Da Vinci Device
To compare the traction of nonskid surfaces, we followed the writings of Leonardo da Vinci and built a device similar to one he described in his studies of friction five centuries ago.
Leonardo da Vinci’s experimental setups for measuring friction were pretty simple. One of them was a variable incline plane with which he could measure the angle at which an object began to slide on a given surface. He then used a mathematical formula to calculate the coefficent of friction between the surface and the object. Today this is known as the static coefficient of friction.
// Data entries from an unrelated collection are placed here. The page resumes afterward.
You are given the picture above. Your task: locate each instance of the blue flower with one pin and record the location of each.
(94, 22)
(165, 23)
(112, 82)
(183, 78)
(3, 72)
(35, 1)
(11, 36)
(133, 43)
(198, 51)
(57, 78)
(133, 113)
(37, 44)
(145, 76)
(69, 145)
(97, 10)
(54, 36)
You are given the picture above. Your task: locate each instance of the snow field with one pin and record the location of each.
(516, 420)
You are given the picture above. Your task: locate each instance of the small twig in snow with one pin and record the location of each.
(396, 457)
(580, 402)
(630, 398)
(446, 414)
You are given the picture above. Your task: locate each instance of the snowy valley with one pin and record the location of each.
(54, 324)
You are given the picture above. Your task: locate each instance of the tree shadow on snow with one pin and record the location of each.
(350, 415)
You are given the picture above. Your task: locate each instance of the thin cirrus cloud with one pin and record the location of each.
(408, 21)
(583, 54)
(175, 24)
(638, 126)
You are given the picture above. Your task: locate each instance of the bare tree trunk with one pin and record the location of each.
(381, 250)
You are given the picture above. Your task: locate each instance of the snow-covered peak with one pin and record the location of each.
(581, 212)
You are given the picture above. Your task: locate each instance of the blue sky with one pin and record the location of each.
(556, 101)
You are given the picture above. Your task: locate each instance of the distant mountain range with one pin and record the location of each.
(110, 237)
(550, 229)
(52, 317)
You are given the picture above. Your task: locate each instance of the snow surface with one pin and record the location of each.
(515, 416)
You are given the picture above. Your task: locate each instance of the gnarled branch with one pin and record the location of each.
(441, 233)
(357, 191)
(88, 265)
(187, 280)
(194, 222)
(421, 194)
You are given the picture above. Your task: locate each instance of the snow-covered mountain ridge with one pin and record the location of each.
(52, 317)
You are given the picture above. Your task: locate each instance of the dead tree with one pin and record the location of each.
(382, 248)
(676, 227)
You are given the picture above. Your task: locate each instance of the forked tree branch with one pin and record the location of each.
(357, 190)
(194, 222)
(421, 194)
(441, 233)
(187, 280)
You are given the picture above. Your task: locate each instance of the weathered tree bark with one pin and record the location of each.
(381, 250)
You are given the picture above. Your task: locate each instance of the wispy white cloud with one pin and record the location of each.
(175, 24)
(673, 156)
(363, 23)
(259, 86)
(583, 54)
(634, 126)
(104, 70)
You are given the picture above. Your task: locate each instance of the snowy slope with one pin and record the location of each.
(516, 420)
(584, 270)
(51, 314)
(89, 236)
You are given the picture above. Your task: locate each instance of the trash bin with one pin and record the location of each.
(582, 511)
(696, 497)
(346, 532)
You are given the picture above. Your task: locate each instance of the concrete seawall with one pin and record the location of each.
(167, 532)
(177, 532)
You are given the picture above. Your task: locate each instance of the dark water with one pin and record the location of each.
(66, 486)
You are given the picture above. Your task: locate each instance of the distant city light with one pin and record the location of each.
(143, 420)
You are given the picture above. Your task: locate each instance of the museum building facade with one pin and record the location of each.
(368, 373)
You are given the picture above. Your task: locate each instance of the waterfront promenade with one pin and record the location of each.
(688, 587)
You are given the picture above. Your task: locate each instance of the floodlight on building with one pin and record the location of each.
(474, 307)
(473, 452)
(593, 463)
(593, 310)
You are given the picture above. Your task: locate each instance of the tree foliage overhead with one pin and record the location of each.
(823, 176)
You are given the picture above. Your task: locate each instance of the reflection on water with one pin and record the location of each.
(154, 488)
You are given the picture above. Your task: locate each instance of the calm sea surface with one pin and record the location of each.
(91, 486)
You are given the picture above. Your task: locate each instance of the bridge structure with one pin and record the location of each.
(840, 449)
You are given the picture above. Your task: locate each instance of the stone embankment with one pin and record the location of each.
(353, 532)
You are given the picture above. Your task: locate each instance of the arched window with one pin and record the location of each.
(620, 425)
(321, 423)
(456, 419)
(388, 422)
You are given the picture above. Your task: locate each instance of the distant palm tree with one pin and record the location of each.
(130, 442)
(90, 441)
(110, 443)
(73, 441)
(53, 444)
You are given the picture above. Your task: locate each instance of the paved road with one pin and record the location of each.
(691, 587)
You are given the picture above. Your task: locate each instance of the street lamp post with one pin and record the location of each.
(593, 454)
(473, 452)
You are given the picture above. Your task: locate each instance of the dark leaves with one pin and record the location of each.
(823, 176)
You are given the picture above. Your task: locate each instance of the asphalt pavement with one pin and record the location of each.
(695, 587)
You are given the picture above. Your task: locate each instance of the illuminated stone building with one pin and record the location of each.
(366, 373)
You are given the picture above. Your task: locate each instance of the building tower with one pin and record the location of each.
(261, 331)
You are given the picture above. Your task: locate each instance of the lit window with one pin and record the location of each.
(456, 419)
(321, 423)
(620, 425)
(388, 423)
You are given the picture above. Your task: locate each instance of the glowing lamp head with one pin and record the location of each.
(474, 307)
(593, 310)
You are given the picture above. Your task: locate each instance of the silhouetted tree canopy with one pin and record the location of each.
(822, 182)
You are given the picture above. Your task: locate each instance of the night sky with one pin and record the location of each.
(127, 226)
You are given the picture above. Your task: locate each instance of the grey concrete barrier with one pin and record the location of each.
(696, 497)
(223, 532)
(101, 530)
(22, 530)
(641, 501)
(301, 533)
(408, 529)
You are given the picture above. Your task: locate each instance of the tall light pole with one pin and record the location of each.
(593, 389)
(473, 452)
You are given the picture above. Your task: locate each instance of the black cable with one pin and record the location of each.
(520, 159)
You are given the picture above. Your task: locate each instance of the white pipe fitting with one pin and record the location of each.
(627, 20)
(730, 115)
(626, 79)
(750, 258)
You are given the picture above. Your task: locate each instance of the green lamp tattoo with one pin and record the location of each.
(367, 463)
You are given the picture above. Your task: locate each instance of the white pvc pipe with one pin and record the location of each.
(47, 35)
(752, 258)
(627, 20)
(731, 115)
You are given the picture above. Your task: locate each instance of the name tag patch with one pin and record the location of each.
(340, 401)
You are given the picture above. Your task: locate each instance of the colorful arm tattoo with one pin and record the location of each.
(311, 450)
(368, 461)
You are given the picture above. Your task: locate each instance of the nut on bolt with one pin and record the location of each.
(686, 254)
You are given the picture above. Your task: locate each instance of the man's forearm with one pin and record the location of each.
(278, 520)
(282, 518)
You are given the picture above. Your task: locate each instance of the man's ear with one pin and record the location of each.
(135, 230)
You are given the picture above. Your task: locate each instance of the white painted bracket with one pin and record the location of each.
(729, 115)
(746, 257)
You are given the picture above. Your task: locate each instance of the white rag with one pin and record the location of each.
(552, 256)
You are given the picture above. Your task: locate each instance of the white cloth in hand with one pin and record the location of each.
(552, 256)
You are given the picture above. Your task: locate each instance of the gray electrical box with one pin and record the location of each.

To build a replica of da Vinci’s device, we used two straight and level boards hinged at one end. To the top board, we clamped samples of new nonskid material. For the object, we used a new deck shoe weighted with 11.43 pounds of lead sinkers, for a total weight of 12.35 pounds. OK, that’s a lot less than what a typical boater might weigh, but it was equally weighted for all surface testing, allowing us to draw conclusions about which nonskid materials offer the best traction.
Using an inclinometer, we recorded the angle at which the shoe began to slip with the surfaces dry, and then repeated the tests after pouring one cup of fresh water on each surface just before positioning the shoe (with a dry sole) and gradually increasing the angle. To learn what the da Vinci device taught us, turn the page.
Do the Math
You can use the da Vinci device to calculate how much force (F) is needed to move an object. First calculate the static coeffecient of friction by dividing A (measured when the object first slips) by B; then multiply that number by the weight (W) of the object, as in: F = (A/B) x W. This will tell you the amount of force needed to initiate slippage.